Sul voto utile, «mi pare che l’atteggiamento del gruppo dirigente del Pd sia suicida perché regala a Berlusconi il governo dell’Italia per i prossimi 30 anni. Ma gli interessi di Franceschini non sono gli interessi del Paese». Così il segretario di Rifondazione, Paolo Ferrero, ieri a Bologna per spiegare il programma del partito in vista delle elezioni e le ragioni del suo no al referendum.
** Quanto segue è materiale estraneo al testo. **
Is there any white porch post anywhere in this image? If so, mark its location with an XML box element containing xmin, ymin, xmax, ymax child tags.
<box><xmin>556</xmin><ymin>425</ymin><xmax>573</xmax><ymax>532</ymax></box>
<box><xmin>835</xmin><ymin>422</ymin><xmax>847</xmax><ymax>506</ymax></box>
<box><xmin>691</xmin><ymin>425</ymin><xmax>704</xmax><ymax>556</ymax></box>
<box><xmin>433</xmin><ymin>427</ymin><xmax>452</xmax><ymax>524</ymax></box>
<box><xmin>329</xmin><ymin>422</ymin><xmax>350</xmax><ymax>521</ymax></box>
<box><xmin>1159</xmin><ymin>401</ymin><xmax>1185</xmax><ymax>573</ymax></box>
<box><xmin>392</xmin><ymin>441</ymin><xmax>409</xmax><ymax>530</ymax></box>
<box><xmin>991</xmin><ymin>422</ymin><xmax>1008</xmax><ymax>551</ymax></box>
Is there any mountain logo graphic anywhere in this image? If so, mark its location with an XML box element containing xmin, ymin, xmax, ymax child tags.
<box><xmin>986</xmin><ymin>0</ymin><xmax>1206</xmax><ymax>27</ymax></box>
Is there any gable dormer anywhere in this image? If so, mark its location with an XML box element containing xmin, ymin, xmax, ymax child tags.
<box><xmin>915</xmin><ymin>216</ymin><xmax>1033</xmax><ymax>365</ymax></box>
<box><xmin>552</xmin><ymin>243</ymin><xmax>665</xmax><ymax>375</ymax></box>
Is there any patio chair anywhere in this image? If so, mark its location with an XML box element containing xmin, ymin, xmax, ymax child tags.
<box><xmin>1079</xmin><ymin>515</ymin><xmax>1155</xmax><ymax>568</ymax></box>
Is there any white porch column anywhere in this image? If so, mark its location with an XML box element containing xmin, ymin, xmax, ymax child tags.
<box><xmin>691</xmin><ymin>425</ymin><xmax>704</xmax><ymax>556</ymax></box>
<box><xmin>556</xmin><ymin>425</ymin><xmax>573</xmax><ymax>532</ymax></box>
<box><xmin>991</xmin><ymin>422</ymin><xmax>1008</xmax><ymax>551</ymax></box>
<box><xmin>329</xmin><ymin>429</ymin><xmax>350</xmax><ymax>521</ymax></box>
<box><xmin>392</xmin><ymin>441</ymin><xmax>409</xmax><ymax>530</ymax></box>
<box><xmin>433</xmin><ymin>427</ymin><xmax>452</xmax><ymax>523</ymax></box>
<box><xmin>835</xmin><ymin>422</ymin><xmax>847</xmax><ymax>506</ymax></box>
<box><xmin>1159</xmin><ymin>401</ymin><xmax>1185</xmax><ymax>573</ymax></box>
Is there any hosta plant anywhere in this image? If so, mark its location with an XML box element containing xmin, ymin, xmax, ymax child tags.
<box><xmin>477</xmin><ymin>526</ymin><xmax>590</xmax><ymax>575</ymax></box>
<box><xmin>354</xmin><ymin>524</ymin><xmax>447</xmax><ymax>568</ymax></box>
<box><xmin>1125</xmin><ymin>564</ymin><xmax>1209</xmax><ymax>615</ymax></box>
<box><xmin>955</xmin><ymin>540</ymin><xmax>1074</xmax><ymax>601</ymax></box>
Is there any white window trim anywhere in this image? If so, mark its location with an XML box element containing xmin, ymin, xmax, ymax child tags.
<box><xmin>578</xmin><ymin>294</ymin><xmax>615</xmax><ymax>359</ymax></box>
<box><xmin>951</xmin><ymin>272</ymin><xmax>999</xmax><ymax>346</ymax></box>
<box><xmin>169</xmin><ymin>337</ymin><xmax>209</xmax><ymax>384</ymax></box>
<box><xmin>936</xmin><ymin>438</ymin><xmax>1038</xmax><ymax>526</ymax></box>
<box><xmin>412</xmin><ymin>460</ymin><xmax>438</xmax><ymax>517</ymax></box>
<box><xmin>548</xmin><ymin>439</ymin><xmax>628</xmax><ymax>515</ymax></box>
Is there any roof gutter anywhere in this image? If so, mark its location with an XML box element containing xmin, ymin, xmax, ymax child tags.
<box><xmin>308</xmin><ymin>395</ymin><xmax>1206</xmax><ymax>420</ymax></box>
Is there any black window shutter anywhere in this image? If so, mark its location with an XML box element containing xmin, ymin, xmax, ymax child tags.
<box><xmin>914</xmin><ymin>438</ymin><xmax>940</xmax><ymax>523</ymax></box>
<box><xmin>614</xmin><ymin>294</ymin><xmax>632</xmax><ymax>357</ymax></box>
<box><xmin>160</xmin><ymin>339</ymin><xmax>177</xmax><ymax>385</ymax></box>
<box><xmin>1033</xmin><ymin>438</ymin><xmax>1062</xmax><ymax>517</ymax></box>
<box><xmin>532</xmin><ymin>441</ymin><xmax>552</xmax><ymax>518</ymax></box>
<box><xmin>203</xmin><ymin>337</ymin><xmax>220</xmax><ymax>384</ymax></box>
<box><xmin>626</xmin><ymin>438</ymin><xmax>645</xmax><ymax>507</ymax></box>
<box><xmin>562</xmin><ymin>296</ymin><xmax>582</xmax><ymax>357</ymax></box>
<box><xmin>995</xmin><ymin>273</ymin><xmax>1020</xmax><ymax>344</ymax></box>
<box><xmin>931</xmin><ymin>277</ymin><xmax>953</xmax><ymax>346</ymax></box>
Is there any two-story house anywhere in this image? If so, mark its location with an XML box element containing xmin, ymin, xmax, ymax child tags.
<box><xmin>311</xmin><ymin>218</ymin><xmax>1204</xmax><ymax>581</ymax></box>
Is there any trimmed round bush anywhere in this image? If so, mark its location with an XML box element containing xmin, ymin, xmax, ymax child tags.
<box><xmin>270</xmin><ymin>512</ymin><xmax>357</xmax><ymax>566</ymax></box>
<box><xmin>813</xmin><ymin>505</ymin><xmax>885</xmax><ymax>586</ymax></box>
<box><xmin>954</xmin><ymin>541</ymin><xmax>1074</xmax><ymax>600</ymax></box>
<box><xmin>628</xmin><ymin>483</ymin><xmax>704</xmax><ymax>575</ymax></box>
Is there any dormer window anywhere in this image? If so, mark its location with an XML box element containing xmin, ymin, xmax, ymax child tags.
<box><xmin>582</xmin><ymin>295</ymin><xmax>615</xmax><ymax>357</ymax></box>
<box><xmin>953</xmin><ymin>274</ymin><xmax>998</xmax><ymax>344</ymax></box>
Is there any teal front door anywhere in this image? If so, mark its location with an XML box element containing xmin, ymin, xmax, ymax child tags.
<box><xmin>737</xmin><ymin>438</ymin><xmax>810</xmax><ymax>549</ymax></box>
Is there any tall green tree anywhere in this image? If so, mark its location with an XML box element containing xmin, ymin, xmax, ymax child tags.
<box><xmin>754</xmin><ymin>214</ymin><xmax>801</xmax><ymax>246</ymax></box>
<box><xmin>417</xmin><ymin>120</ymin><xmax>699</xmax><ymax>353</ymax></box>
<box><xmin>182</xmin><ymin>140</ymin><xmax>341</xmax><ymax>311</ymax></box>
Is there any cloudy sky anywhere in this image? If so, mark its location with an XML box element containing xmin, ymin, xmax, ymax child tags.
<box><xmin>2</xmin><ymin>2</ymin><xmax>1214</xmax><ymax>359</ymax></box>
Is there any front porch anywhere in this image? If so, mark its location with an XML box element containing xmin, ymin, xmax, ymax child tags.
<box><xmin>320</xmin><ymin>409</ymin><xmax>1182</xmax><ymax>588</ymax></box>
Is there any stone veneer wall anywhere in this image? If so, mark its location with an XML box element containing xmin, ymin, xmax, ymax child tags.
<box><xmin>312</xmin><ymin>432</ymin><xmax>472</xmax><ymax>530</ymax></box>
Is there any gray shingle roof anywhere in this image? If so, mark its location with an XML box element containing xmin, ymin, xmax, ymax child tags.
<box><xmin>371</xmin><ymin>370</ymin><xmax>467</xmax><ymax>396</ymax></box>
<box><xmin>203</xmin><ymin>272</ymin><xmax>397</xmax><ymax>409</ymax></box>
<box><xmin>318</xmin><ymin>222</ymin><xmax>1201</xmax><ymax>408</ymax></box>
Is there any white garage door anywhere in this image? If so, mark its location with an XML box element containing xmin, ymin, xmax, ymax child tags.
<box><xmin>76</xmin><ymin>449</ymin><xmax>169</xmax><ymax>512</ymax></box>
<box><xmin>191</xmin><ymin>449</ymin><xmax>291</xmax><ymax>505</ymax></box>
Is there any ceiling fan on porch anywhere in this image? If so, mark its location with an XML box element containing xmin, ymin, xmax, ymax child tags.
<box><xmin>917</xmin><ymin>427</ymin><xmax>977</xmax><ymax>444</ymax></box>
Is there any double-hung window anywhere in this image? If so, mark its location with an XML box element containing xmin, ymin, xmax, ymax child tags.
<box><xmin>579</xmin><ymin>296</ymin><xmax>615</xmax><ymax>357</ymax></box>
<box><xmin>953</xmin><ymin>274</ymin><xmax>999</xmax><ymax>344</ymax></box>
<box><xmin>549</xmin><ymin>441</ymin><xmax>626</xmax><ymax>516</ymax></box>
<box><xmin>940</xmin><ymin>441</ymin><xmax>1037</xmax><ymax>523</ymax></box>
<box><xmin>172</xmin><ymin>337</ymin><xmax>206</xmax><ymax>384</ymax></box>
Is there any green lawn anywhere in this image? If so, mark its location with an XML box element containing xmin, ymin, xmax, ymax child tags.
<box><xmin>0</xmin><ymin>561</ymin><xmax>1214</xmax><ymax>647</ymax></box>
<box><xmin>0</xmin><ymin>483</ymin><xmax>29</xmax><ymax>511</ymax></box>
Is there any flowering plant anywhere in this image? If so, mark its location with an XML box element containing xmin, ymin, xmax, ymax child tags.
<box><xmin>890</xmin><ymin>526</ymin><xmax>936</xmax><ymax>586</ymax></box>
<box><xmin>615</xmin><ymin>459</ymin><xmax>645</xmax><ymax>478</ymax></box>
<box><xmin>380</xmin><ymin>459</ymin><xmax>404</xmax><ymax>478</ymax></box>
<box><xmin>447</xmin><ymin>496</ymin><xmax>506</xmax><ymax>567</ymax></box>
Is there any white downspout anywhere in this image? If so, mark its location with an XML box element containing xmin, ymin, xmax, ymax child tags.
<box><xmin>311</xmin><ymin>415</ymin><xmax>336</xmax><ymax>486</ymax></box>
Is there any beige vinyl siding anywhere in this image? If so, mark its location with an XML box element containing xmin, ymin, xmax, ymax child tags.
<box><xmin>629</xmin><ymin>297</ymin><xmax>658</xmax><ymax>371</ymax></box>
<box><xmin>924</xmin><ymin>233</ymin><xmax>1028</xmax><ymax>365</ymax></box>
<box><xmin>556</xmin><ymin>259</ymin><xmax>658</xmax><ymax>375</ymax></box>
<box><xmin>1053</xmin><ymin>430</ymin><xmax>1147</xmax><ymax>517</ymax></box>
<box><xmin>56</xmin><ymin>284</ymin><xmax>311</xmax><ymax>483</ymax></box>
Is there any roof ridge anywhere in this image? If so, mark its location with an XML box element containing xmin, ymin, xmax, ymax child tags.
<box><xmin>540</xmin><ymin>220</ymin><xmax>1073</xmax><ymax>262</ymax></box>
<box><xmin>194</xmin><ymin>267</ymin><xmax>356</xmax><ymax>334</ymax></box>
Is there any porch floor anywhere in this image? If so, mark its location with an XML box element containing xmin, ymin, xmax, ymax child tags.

In particolare, Ferrero rileva che «il voto utile dice che il Pd ha una sindrome particolare: come un giocatore che fosse sicuro di non arrivare primo e dunque la gara non la fa, ma vuole arrivare secondo senza che nessuno arrivi terzo». «C’è dunque un filo - affonda - che parte da Veltroni che ha contribuito a dare una botta alla sinistra, poi lo sbarramento al 4% alle Europee con la stessa logica, perché certo non dà fastidio a Berlusconi. In terzo luogo il referendum che se passasse consegnerebbe il governo a Berlusconi per i prossimi 30 anni visto che il Pd vale il 25% e il Pdl 40% e se inglobasse la Lega arriverebbe al 50%. Non c’è partita. L’unico senso del referendum è quello di riproporre la logica del voto utile, cioè rompere le scatole a sinistra».
Da parte del Pd, osserva Ferrero, c’è una «posizione delirante» «per cercare di raggranellare qualche voto a sinistra», mentre servirebbe «un po’ meno imperialismo» perché «per battere Berlusconi il tema della coalizione è decisivo». Le basi del confronto non sembrano le migliori.